L’histoire
La faculté accordée au preneur de solliciter la conversion du métayage en fermage, au bout de huit années de location, n’est pas sans conséquences pour le propriétaire. Paul, gérant du GFA familial, propriétaire de parcelles plantées en vignes situées dans l’aire d’appellation « Bourgogne village », les avait données à bail à métayage à Julie, à effet du 11 novembre 1994. Le contrat prévoyait que le partage de la récolte se ferait en vin, par moitié. Vingt ans plus tard, Julie avait notifié au GFA une demande de conversion du bail à métayage en bail à ferme, restée sans réponse.
Le contentieux
Julie avait alors saisi le tribunal paritaire des baux ruraux afin qu’il ordonne la conversion et fixe le fermage pour les années à venir. Sa demande paraissait fondée. En effet, l’article L. 417-11 du code rural permet au preneur d’exiger, discrétionnairement, au bout de huit années de location, la conversion du métayage en fermage. Lorsqu’il est saisi d’une telle demande, le tribunal n’a pas à apprécier les intérêts en présence. Il doit seulement fixer le montant du fermage du bail à ferme.

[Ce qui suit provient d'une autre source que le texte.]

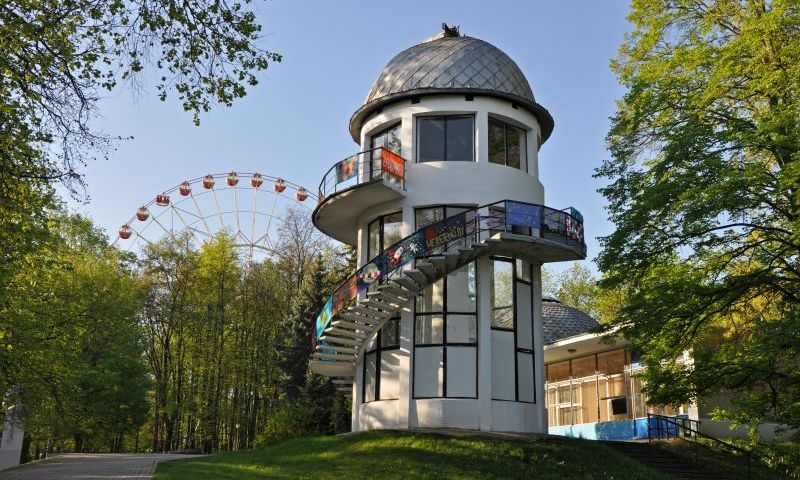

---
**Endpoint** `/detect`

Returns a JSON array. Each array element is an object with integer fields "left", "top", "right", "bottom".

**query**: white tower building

[{"left": 311, "top": 26, "right": 586, "bottom": 433}]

Julie étant liée au GFA de Paul par le contrat de métayage depuis plus de vingt ans, sa demande de conversion ne pouvait lui être refusée.
Mais Paul, conseillé par le syndicat de la propriété privée rurale, avait invoqué une série d’arguments juridiques pertinents. D’une part, la conversion portait atteinte au libre exercice d’une activité professionnelle protégé par l’article 8 de la convention de sauvegarde des droits de l’homme, car elle faisait perdre au GFA sa qualité d’exploitant agricole. D’autre part, la demande de Julie entraînerait une perte annuelle d’environ 13 000 €, résultant de la différence entre le prix du fermage et les bénéfices provenant de la vente du vin des raisins revenant au groupement, et sans qu’il soit prévu une indemnisation.
Mais les juges n’avaient pas été sensibles à cet argumentaire. Pour eux, la conversion du bail à métayage devait être ordonnée. Elle était fondée sur l’objectif d’intérêt général tendant à privilégier la mise en valeur directe des terres agricoles, et de donner à l’exploitant la pleine responsabilité de la conduite de son exploitation. Et le fait que le paiement d’un fermage peut apporter au bailleur des ressources moindres n’était pas de nature à affecter la demande de conversion.
La Cour de cassation, saisie par Paul, a pourtant censuré cette motivation. La conversion du métayage en fermage privait le GFA de la perception en nature des fruits des parcelles louées et était dépourvue de tout système effectif d’indemnisation. Les juges auraient dû rechercher, concrètement selon elle, si l’opération ne portait pas une atteinte disproportionnée au droit du GFA au respect de ses biens.
L’épilogue
La cour de renvoi devra se prononcer sur le juste équilibre entre les exigences de l’intérêt général et la protection du droit au respect des biens du bailleur. Elle devra apprécier si le but de la conversion du métayage en fermage justifie la forte diminution du revenu du propriétaire, et la suppression de tout ou partie de son activité professionnelle, sans une juste et préalable indemnité.